The Coorong, a national park in South Australia, is where the movie Storm Boy was filmed. Full of native birds and mammals, it extends from the mouth of the Murray River for a hundred miles southeast. It is the world's longest beach, at 198 km long. It is also an important cultural site for the indigenous Ngarrindjeri people.
The name is derived from the Aboriginal word "Coorang" which means "sand dune". This is because there are sand dunes separating the mainland from the Southern Ocean, which can be seen clearly from the park.
Most of it is... sand, as the entire park is a beach.
Flora and fauna
The Coorong National Park has been recognised by BirdLife International as an Important Bird Area. It has supported the chestnut teal, Australian shelduck, sharp-tailed sandpiper, red-necked stint, banded stilt, red-necked avocet, pied oystercatcher and red-capped plover. Australasian bitterns have been recorded. It has also supported significant numbers of orange-bellied parrots, fairy terns and hooded plovers, although their usage of the site has declined from reduced freshwater inflows.

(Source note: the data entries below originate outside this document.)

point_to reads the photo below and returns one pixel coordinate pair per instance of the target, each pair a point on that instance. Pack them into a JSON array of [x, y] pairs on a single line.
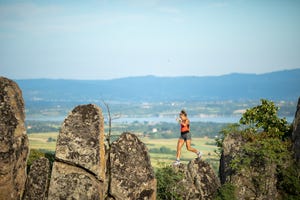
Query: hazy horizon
[[150, 75], [100, 40]]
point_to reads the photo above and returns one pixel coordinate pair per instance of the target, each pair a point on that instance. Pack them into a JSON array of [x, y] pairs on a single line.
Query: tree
[[264, 118]]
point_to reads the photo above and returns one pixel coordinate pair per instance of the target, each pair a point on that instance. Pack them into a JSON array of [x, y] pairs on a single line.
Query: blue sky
[[105, 39]]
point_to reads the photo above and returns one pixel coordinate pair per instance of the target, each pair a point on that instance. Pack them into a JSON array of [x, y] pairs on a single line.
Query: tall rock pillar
[[132, 176], [79, 168], [13, 141], [296, 133]]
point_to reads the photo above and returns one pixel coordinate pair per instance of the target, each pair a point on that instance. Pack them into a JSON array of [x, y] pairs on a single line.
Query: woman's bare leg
[[189, 148], [179, 146]]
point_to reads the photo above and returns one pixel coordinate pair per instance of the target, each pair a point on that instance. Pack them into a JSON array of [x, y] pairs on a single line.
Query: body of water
[[216, 119]]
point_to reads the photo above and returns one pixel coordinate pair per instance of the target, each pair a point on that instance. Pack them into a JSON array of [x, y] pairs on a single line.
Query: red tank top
[[184, 127]]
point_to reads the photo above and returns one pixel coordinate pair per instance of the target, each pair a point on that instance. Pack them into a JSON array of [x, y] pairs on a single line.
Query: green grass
[[40, 141]]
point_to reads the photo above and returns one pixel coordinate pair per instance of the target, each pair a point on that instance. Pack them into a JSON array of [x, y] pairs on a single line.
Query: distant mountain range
[[280, 85]]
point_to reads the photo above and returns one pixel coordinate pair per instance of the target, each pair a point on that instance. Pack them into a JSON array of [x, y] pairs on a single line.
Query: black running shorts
[[185, 136]]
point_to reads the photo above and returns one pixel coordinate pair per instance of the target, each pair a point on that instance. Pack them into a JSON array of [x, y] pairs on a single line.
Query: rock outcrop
[[259, 182], [37, 182], [296, 133], [231, 147], [79, 169], [132, 176], [13, 141], [199, 182]]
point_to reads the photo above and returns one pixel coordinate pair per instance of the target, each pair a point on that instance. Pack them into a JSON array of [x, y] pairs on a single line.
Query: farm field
[[47, 141]]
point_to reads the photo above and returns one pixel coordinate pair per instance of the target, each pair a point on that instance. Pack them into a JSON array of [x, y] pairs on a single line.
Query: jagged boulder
[[231, 147], [296, 133], [131, 173], [257, 182], [13, 141], [199, 182], [37, 180], [79, 168]]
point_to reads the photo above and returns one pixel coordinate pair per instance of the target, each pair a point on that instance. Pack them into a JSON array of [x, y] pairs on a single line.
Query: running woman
[[184, 137]]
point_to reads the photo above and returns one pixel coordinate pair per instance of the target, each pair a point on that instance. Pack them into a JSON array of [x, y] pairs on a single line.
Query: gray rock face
[[132, 176], [38, 180], [296, 133], [13, 141], [259, 182], [79, 169], [200, 181], [231, 147]]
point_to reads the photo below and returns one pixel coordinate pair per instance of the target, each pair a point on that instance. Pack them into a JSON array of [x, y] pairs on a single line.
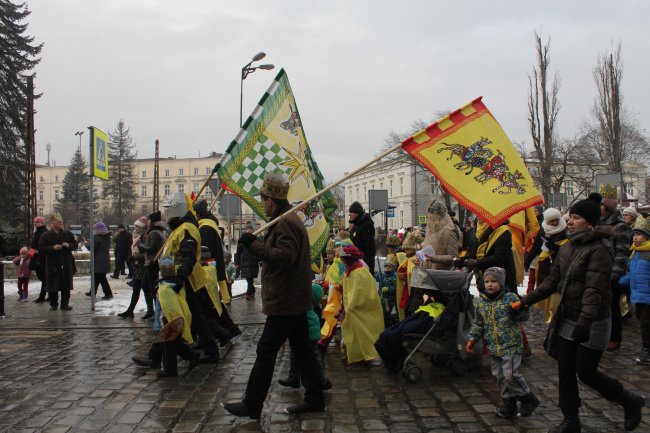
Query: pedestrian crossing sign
[[100, 153]]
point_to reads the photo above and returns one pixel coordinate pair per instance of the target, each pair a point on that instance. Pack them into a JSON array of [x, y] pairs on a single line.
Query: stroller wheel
[[459, 367], [440, 359], [413, 374]]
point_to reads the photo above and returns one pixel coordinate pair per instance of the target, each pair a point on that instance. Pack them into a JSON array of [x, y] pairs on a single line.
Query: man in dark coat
[[248, 265], [362, 233], [38, 261], [286, 298], [122, 252], [57, 246]]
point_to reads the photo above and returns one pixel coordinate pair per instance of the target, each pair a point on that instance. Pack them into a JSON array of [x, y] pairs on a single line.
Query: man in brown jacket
[[286, 298]]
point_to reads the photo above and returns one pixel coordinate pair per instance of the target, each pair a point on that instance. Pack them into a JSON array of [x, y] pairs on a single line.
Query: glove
[[247, 239], [458, 262], [178, 284], [580, 334]]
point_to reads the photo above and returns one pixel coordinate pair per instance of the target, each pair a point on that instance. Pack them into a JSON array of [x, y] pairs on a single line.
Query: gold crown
[[275, 185]]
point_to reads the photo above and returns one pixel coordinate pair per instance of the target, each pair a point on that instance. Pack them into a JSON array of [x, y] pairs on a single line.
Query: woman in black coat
[[102, 239]]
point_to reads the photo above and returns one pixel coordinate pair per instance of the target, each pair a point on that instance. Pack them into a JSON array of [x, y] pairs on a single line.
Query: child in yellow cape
[[364, 319], [409, 246]]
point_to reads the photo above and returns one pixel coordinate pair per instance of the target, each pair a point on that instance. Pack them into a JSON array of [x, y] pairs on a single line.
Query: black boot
[[632, 404], [508, 409], [529, 403], [292, 381], [644, 359], [571, 424]]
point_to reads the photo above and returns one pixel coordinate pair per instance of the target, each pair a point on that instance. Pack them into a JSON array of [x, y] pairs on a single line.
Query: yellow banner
[[100, 154], [475, 162]]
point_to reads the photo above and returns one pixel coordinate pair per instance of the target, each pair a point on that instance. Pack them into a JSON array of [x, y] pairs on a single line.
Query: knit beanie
[[588, 208], [551, 214], [642, 226], [356, 207], [155, 216], [499, 274], [610, 204], [141, 222]]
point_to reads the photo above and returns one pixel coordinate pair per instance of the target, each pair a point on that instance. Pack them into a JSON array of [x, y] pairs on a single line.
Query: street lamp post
[[79, 133], [245, 71]]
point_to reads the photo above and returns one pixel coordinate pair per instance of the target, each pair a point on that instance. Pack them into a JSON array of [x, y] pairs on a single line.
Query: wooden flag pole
[[328, 188], [203, 187]]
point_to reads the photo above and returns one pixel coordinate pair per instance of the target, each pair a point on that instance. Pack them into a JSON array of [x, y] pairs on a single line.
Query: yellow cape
[[174, 305], [364, 318]]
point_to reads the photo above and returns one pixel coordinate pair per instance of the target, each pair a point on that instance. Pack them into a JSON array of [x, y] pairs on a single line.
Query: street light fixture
[[247, 70]]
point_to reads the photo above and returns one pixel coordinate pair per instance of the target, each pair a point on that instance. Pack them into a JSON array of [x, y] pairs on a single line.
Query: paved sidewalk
[[72, 372]]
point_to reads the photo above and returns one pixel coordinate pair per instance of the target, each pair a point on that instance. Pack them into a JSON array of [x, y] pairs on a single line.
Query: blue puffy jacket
[[638, 277]]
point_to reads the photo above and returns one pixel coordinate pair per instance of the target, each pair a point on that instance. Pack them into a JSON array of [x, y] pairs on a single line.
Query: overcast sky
[[358, 69]]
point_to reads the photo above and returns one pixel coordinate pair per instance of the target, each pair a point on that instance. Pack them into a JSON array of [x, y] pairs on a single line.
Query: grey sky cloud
[[358, 69]]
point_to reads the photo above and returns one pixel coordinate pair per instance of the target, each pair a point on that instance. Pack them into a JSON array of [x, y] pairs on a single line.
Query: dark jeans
[[643, 314], [106, 288], [121, 263], [250, 290], [200, 325], [574, 362], [277, 330], [59, 286], [617, 318]]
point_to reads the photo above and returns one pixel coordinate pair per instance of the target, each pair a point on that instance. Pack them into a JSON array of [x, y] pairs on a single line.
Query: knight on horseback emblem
[[479, 156]]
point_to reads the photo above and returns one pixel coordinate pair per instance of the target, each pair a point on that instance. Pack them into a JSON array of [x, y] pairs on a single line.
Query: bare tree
[[614, 132], [543, 108]]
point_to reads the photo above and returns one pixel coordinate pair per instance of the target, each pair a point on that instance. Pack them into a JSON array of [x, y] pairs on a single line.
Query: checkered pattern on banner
[[264, 158]]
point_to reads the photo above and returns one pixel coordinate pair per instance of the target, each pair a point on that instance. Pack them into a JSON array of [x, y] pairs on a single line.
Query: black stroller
[[444, 340]]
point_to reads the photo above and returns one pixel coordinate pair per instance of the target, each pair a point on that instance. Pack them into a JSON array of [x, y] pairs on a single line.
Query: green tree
[[18, 57], [121, 156], [74, 205]]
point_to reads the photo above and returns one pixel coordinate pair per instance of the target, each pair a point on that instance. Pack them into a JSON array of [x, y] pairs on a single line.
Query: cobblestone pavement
[[72, 372]]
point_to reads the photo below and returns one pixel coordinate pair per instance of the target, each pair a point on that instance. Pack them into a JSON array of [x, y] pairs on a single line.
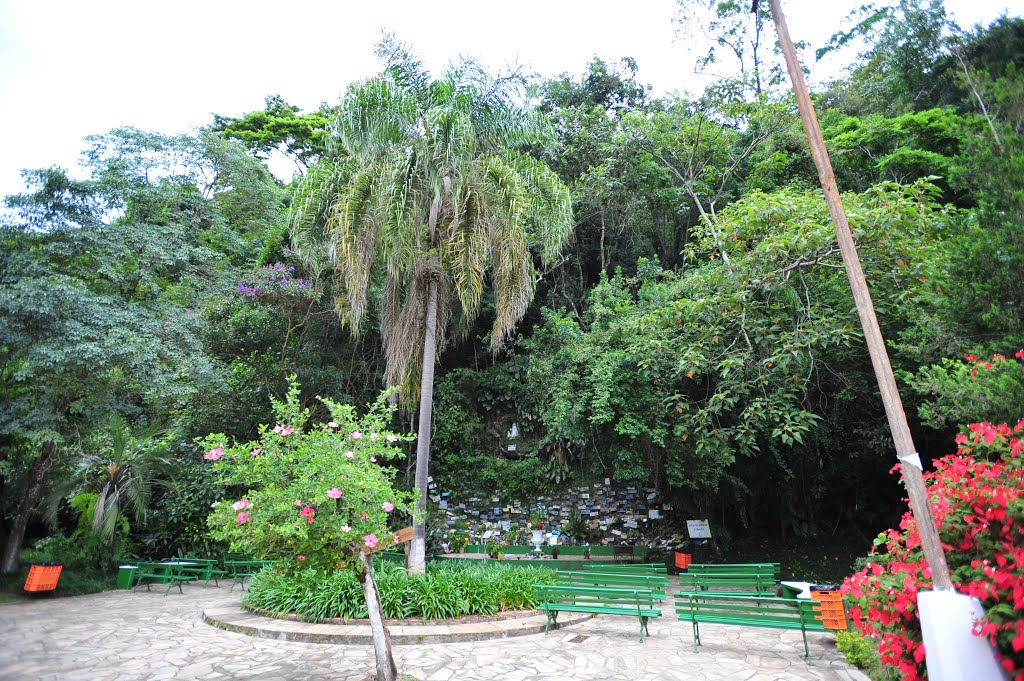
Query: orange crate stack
[[833, 613], [43, 578]]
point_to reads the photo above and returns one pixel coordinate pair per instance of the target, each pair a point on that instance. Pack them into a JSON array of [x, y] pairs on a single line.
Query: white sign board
[[698, 528]]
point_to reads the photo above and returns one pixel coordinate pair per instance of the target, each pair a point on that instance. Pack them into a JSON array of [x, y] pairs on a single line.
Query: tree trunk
[[386, 671], [33, 491], [417, 556]]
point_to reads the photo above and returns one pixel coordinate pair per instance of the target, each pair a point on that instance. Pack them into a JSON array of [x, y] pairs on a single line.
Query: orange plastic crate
[[833, 612], [43, 578]]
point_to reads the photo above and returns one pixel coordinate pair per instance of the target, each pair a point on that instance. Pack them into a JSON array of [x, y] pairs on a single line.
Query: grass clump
[[446, 590], [862, 652]]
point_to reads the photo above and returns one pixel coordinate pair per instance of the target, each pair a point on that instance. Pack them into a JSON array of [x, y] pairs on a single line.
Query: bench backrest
[[613, 579], [594, 596], [753, 609], [718, 581], [648, 568], [771, 569]]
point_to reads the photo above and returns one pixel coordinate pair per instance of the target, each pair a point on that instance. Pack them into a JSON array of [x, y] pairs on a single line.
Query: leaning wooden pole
[[905, 451]]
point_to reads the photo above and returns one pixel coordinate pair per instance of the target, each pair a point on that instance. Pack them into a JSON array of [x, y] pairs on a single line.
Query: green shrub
[[862, 652], [446, 590]]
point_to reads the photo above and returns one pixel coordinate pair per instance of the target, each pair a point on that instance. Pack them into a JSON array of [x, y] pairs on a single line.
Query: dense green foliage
[[308, 495], [446, 590], [694, 334]]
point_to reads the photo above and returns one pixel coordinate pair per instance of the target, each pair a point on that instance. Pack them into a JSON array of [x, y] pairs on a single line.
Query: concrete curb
[[244, 622]]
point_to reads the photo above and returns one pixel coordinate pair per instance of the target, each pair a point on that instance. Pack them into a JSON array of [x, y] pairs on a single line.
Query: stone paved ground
[[126, 636]]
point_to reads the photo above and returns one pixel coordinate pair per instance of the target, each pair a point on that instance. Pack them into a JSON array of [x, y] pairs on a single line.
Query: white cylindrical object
[[952, 652]]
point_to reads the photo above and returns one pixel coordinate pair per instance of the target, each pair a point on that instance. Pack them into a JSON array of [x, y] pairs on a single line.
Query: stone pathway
[[125, 636]]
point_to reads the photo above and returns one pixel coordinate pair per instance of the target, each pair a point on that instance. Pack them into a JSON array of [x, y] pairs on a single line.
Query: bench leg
[[807, 651], [552, 620]]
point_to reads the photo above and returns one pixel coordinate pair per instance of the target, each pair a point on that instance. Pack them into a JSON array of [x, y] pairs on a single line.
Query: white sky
[[74, 68]]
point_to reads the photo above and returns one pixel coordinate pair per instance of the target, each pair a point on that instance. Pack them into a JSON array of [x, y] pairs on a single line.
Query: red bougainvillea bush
[[976, 497]]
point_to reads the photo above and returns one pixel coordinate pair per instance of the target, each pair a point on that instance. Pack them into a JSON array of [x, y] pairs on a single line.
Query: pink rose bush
[[287, 511]]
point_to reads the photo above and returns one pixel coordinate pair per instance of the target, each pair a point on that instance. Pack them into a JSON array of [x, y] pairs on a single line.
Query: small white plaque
[[698, 528]]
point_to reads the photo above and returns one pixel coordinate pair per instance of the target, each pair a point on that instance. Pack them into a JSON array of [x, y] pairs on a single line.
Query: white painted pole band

Park access is from Goolwa or Kingston SE.
Fees and permits
The easiest way to cross the Coorong is at 42 Miles Crossing. An unsealed road leads to a small camping ground. From there you can walk along a path to the coast (about 20 minutes) or use the 4WD road.
- Coorong Beach. The world's longest beach, at 198km long, it is certainly an endless facination.
- Fishing - The Coorong is renowned for its fishing, from both the shore and boats. However, limits are more stringent than those for the rest of the state. They apply to the size and boat limits of fish caught within the Coorong. Beach fishing at the Murray Mouth, at the Coorong entrance, is also popular, but be aware that the strong current and undertow at the mouth can send the unwary and unlucky into deep trouble in a matter of minutes - in other words, don't swim there.